Nagpur vs Suryalaxmi Cotton Mills on 3 October, 2016

        

 
IN THE CUSTOMS, EXCISE AND SERVICE TAX APPELLATE TRIBUNAL
WEST ZONAL BENCH AT MUMBAI


APPEAL NO:  E/4155/2005

[Arising out of Order-in-Appeal No: SVS/381/NGP-II/2005 dated 27/10/2005 passed by the Commissioner of Customs & Central Excise (Appeals), Nagpur.]

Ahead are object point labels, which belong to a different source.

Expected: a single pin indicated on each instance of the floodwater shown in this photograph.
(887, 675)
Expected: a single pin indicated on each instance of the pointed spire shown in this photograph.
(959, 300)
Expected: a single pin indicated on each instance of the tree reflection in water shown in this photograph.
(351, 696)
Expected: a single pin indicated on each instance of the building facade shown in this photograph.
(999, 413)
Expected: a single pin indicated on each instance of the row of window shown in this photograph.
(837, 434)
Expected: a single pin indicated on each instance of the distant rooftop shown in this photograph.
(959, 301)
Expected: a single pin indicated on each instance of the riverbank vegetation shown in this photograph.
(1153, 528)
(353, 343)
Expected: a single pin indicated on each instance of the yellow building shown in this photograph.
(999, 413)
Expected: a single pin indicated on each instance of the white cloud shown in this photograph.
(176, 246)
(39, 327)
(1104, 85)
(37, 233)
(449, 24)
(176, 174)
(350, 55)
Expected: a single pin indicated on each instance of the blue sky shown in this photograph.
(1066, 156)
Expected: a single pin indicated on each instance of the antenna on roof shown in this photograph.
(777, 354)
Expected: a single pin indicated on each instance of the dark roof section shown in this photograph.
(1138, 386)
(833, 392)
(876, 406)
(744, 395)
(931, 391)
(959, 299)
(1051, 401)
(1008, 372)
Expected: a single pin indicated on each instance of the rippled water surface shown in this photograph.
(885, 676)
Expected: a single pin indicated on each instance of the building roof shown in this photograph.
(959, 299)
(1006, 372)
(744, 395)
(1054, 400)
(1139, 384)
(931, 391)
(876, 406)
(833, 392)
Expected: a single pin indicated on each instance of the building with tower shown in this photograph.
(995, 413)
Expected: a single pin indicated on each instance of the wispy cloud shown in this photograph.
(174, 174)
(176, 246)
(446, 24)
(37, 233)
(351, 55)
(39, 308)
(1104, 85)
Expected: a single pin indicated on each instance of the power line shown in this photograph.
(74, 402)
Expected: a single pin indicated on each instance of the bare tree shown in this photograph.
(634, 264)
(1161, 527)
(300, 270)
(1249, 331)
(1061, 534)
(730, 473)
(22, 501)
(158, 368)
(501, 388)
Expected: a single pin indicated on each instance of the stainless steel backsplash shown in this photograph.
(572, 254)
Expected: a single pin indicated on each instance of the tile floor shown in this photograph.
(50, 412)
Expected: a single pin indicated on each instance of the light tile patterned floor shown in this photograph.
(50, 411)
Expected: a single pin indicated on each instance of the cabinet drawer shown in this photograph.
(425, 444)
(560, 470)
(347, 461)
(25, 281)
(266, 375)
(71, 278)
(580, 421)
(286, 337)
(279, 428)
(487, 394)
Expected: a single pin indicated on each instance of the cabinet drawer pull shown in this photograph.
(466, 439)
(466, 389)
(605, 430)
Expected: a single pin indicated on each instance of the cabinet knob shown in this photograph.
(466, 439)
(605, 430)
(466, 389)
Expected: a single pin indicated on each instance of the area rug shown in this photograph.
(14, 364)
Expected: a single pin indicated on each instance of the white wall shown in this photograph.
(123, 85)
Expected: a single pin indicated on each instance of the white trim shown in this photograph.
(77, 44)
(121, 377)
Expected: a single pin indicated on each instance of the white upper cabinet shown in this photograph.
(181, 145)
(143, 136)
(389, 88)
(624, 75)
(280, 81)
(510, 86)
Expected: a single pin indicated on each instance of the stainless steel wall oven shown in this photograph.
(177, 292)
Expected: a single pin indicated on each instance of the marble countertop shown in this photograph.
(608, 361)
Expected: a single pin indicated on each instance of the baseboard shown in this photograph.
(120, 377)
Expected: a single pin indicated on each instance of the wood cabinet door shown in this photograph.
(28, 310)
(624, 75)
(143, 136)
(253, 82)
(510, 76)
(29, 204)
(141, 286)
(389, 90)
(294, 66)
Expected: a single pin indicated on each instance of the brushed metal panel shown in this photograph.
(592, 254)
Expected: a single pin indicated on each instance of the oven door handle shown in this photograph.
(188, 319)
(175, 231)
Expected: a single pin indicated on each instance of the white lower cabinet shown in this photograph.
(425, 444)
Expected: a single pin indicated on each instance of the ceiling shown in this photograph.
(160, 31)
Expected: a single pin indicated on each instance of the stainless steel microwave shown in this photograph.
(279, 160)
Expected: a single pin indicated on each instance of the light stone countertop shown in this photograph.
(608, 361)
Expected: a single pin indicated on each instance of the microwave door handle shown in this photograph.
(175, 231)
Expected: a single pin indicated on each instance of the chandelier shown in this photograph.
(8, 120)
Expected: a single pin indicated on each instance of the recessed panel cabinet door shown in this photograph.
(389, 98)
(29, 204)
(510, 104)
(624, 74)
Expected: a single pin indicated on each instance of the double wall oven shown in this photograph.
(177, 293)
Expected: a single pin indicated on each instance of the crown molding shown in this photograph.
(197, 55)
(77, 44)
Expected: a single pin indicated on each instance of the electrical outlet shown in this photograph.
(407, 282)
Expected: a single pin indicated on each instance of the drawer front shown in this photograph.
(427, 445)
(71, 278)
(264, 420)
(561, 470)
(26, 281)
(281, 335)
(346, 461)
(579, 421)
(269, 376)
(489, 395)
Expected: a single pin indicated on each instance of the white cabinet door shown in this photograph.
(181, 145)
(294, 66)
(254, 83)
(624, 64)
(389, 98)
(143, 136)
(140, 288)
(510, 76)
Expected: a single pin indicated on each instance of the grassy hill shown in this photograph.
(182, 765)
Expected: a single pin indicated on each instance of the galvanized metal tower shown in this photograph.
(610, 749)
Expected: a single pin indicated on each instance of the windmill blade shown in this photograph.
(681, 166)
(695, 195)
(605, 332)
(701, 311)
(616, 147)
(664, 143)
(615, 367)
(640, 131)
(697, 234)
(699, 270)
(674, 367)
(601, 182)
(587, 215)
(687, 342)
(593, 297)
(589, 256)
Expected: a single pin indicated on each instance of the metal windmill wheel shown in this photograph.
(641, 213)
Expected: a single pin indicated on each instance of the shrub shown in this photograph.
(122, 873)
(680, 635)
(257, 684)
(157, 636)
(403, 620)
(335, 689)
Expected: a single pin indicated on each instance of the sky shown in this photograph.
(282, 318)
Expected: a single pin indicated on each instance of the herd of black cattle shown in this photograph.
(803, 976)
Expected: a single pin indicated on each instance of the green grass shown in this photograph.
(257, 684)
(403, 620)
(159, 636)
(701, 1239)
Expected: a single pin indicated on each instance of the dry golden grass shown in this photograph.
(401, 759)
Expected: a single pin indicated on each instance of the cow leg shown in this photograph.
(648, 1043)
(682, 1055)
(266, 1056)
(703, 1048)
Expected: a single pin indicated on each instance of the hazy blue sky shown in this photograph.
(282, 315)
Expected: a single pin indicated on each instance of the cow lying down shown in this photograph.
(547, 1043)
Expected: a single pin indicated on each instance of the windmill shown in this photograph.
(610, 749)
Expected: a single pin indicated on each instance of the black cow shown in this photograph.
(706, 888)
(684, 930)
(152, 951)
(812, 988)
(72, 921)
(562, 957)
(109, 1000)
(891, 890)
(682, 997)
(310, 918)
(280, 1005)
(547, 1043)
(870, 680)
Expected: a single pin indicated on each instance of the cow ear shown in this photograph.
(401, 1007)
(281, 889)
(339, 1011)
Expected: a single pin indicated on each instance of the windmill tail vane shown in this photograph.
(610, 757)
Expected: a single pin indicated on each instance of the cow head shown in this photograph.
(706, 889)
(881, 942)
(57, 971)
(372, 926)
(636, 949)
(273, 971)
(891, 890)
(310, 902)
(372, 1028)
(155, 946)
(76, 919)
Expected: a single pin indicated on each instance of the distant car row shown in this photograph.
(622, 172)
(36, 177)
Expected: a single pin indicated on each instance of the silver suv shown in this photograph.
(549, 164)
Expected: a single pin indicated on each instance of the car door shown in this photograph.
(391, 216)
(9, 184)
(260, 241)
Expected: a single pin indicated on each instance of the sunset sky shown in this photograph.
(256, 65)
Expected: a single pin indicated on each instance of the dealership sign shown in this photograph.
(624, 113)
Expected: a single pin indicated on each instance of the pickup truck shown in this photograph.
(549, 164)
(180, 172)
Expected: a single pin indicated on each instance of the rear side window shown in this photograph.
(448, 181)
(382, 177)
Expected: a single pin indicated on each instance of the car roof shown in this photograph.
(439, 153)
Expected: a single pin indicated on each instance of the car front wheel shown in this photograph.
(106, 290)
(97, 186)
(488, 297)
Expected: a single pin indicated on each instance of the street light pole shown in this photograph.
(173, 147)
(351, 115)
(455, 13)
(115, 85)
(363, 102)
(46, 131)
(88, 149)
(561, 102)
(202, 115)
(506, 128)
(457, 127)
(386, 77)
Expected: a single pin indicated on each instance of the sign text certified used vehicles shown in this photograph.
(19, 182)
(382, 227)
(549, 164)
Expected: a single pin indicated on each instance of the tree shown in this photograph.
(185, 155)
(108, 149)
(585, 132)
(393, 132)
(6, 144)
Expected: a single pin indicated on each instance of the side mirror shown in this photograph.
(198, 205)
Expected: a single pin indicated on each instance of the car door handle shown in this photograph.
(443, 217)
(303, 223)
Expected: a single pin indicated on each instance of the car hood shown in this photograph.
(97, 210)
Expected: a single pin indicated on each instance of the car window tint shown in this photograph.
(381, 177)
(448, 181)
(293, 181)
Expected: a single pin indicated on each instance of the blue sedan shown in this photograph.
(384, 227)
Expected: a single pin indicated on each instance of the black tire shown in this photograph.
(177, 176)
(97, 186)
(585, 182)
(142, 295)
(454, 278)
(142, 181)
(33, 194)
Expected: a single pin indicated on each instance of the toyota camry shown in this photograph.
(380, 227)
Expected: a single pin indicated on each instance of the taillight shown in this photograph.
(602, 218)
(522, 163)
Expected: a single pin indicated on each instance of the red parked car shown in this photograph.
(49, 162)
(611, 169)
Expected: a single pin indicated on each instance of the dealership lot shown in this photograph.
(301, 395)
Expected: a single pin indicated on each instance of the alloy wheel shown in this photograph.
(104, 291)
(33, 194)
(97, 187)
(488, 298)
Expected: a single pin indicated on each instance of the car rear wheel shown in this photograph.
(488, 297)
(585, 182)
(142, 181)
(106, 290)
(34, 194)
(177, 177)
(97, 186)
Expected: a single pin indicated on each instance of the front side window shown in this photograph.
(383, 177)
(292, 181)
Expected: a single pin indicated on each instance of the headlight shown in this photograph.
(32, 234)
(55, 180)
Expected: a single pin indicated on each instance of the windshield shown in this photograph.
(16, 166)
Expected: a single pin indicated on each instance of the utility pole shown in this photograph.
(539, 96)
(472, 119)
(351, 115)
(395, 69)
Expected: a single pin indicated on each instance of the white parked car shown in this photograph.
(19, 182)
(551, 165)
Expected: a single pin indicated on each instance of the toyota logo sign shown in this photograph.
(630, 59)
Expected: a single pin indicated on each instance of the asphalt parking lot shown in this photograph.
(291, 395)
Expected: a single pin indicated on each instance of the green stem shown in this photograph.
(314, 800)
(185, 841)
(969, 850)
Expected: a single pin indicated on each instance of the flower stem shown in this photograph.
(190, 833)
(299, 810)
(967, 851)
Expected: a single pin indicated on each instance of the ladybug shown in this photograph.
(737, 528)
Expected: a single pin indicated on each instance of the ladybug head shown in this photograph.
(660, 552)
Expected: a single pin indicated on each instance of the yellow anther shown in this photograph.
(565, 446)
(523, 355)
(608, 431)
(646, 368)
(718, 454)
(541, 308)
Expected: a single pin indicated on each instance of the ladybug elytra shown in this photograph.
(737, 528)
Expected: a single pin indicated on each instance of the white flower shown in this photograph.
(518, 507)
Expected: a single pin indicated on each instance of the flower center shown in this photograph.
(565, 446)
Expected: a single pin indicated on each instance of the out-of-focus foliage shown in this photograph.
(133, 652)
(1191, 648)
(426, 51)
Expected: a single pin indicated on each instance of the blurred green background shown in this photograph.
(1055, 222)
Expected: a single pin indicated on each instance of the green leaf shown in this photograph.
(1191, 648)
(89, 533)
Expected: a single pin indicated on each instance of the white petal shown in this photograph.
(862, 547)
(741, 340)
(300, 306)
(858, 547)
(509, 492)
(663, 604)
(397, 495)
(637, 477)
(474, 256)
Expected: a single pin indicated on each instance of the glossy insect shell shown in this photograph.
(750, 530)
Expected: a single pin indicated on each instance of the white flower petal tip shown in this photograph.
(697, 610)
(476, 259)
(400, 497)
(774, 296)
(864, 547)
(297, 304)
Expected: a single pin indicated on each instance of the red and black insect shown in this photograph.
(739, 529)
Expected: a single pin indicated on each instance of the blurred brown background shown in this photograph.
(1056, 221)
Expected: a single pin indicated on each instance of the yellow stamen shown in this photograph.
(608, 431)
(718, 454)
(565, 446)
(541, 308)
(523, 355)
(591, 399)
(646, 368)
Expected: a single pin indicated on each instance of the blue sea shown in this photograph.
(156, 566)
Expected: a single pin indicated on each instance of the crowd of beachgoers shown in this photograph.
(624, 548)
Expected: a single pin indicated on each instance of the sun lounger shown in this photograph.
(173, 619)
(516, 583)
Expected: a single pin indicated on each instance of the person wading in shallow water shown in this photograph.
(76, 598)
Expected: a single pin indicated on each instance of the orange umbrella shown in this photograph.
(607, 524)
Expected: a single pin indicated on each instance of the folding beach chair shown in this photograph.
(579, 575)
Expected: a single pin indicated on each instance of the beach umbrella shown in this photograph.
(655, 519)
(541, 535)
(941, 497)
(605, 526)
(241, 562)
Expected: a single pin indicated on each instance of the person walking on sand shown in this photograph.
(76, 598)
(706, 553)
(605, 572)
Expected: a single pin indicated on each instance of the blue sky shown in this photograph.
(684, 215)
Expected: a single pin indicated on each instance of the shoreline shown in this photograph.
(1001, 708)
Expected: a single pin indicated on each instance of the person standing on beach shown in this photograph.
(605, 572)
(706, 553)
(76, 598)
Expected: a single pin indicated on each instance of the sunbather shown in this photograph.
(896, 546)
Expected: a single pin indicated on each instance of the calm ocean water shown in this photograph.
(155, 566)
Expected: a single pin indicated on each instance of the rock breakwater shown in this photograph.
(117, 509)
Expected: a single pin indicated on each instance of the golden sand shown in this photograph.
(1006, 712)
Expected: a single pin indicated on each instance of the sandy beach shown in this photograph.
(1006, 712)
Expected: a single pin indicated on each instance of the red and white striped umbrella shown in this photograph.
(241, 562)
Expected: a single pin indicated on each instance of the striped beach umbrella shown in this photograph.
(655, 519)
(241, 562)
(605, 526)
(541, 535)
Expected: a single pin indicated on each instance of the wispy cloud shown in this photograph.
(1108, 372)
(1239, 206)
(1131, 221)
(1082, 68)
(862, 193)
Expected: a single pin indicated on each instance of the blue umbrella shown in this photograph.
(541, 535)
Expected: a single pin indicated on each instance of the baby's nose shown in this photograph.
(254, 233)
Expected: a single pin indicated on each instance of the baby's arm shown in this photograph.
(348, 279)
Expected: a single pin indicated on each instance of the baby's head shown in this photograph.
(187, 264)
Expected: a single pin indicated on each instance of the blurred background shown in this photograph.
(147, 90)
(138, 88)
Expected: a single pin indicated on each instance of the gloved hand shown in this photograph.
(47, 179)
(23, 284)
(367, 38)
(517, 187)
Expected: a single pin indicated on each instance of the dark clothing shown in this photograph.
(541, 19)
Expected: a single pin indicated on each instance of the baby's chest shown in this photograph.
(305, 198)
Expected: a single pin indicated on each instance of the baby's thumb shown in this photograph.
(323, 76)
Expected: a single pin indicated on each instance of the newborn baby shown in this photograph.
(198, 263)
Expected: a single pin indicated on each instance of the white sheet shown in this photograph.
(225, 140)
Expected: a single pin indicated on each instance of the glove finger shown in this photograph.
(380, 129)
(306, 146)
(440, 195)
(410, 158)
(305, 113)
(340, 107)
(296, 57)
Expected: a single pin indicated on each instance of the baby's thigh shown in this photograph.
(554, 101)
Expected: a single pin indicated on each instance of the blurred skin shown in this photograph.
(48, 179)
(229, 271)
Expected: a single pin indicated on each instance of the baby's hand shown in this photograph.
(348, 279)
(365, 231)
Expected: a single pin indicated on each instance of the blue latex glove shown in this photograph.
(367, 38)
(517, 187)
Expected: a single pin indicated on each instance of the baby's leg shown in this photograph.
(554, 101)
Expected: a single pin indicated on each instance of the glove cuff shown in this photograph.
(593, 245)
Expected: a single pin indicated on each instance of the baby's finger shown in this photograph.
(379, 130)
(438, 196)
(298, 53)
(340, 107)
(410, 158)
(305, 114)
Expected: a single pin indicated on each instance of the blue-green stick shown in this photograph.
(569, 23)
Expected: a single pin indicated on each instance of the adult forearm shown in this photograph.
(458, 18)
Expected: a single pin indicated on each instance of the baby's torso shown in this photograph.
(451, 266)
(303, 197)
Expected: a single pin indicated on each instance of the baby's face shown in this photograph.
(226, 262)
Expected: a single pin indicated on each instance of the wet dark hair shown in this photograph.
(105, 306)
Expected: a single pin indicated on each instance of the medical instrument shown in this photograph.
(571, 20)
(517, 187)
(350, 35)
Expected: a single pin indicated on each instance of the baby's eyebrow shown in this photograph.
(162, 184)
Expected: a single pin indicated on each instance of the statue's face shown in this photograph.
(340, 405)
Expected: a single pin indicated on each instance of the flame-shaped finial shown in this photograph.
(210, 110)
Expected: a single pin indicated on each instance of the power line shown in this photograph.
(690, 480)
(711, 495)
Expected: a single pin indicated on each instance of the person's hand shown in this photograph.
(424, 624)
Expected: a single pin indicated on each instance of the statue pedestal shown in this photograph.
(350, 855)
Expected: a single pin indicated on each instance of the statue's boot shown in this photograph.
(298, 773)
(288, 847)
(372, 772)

For approval and signature:


     Honble Shri Ramesh Nair, Member (Judicial)
     Honble Shri C J Mathew, Member (Technical)


	

1.
Whether Press Reporters may be allowed to see the Order for publication as per Rule 27 of the CESTAT (Procedure) Rules, 1982?
:
No
2.
Whether it should be released under Rule 27 of CESTAT (Procedure) Rules, 1982 for publication in any authoritative report or not?
:
No
3.
Whether Their Lordships wish to see the fair copy of the Order?
:
Seen
4.
Whether Order is to be circulated to the Departmental authorities?
:
Yes





Commissioner of Central Excise


Nagpur

Appellant
versus


Suryalaxmi Cotton Mills 

Respondent

Appearance:

Shri V.K. Shastri, Asstt. Commissioner (AR) for the appellant Shri V.M. Doiphode, Advocate for the respondent CORAM:
Honble Shri Ramesh Nair, Member (Judicial) Honble Shri C J Mathew, Member (Technical) Date of hearing: 03/10/2016 Date of decision: 24/10/2016 ORDER NO: ____________________________ Per: Ramesh Nair:
The issue involved in the present case is that, due to the excisable goods become exempted, the appellant reversed CENVAT credit contained in the finished goods in process and final product. Part of the credit was reversed from CENVAT credit account and partly from PLA. Subsequently the appellant realized that CENVAT credit was not required to be reversed, they filed refund claim for an amount of ? 32,88,680/- and the same was rejected by the adjudicating authority vide order-in-original dated 26/04/2005. The respondent filed appeal before the Commissioner (Appeals) challenging the order-in-original and the learned Commissioner (Appeals) allowed the appeal of the appellant following the judgment of this Tribunal in the case of Commissioner of Central Excise, Rajkot v. Ashok Iron and Steel Fabricators 2000 (140) ELT 277 which was upheld by the Supreme Court as reported in 2003 (156) ELT A212 (SC). Aggrieved by the order of the Commissioner (Appeals) Revenue is before us.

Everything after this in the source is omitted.